"What happens to the people who have lived in the surreal Playboy Mansion world, where it's parties and fun all the time? And why do they leave that world—do they get too old, or are they simply ready to move on to a different phase in their lives?" asks Anna Faris, the star of Columbia Pictures' new comedy The House Bunny, which focuses on Shelley, a Bunny who is facing that exact crisis.
Produced by Adam Sandler's Happy Madison Productions and written by the same team that brought audiences the feel-good comedy Legally Blonde, The House Bunny tells the story of Shelley Darlington (Faris), a Playboy Bunny who teaches an awkward group of college girls about the opposite sex—only to learn that what boys ultimately want is what's on the inside.
"Shelley has spent her whole adult life living in the Mansion, but when she gets booted out, she's completely adrift," says co-screenwriter Kirsten Smith. "We took that idea and spent a few months ruminating over where she would land, and we finally came up with the idea that she should enter the world of a sorority—a misfit sorority that desperately needs her help," adds co-writer McCullah Lutz.
When Shelley first meets the girls, they are in danger of losing their house, due to a dearth of pledges. "Shelley has this idea that if she changes the Zetas into super hot girls, then they will be able to get guys and if they can get guys, they can get pledges and keep their house," Faris explains.
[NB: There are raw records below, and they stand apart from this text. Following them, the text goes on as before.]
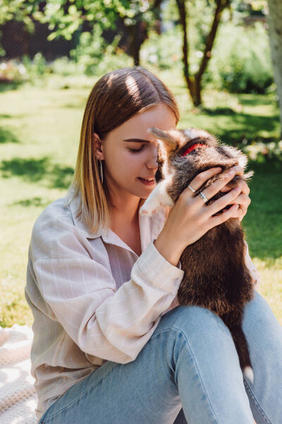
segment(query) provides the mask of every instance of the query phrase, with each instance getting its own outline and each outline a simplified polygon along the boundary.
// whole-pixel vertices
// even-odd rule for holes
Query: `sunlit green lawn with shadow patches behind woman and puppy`
[[[162,78],[180,105],[179,127],[198,126],[223,141],[278,138],[274,95],[208,91],[203,110],[193,110],[180,75]],[[0,325],[32,324],[24,298],[32,225],[51,201],[63,196],[75,167],[85,100],[94,79],[61,79],[0,93],[1,278]],[[282,323],[281,181],[277,163],[252,163],[255,176],[243,220],[251,256],[262,274],[259,292]]]

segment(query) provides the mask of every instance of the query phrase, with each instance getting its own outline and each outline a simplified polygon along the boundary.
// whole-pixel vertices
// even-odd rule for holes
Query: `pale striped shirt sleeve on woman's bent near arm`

"She teaches the girls how to be cool and cute and popular, that's definitely true, but for Shelley, it's all about self-confidence," Lutz continues.
But the Zetas are not the only ones who make transformations. At the beginning of the film, most people—including Shelley herself—see the Bunny as "just a Bunny." According to Lutz, "Shelley defined herself as a Bunny and thought that was all she was capable of. She only defined herself in terms of her value as an object for male eyes. But then she learns she has more inherent talents and a bigger purpose in life than just being a Bunny."
"It's not just a message for girls, but everyone learning to accept themselves and love themselves for who they are," says Faris. "When we first meet Shelley she may think she's the hottest girl, but she learns to realize that how you look is not important—it's about how you look at yourself."
Producer Heather Parry says that although The House Bunny is Happy Madison's first female-driven comedy, it shares the same underlying comedy goal. "It's funny and it has heart," Parry says. "Every girl goes through a time in her life in which she tries on new looks and new attitudes and The House Bunny looks at that time in a really funny and charming way."
Opening soon across the Philippines, The House Bunny is distributed by Columbia Pictures, local office of Sony Pictures Releasing International.